Der Anflug eines Lächelns umspielte ihre Lippen, als hätte ihr jemand einen
Witz erzählt, über den sie gern gelacht hätte, obwohl man sie dazu ermahnt
hatte, ernst zu sein. Königlich zu wirken.
    Ein kleiner
dunkler Edelstein schien genau an der Stelle zu schweben, an der ihr Brustbein
und ihre Kehle zusammenliefen; die Kette selbst war zu fein, um sie auf dem
Bild wahrnehmen zu können.
    Meine
Mutter.
    Ich schaute
genauer hin.
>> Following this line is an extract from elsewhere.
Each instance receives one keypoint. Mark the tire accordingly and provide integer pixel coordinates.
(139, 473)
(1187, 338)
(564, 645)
Ihre Augen ... ich hatte eindeutig ihre Augen.
    Das Gleiche
galt für ihre Nase. Ihren erheiterten Mund.
    Ich
erkannte jede Einzelheit von Mihaela Dragomirs Gesicht, als hätte ich sie erst
vor ein paar Stunden noch gesehen ... Vielleicht weil ich genau das getan
hatte – im Spiegel.
    Und doch
unterschied sich die Frau auf dem Foto von mir. Sie hatte eine besondere
Eigenschaft, die besser war als klassische Schönheit. Sie besaß ...
Ausstrahlung.
    Lucius'
Bemerkung von vor ein paar Wochen fiel mir wieder ein. »Amerikanerinnen.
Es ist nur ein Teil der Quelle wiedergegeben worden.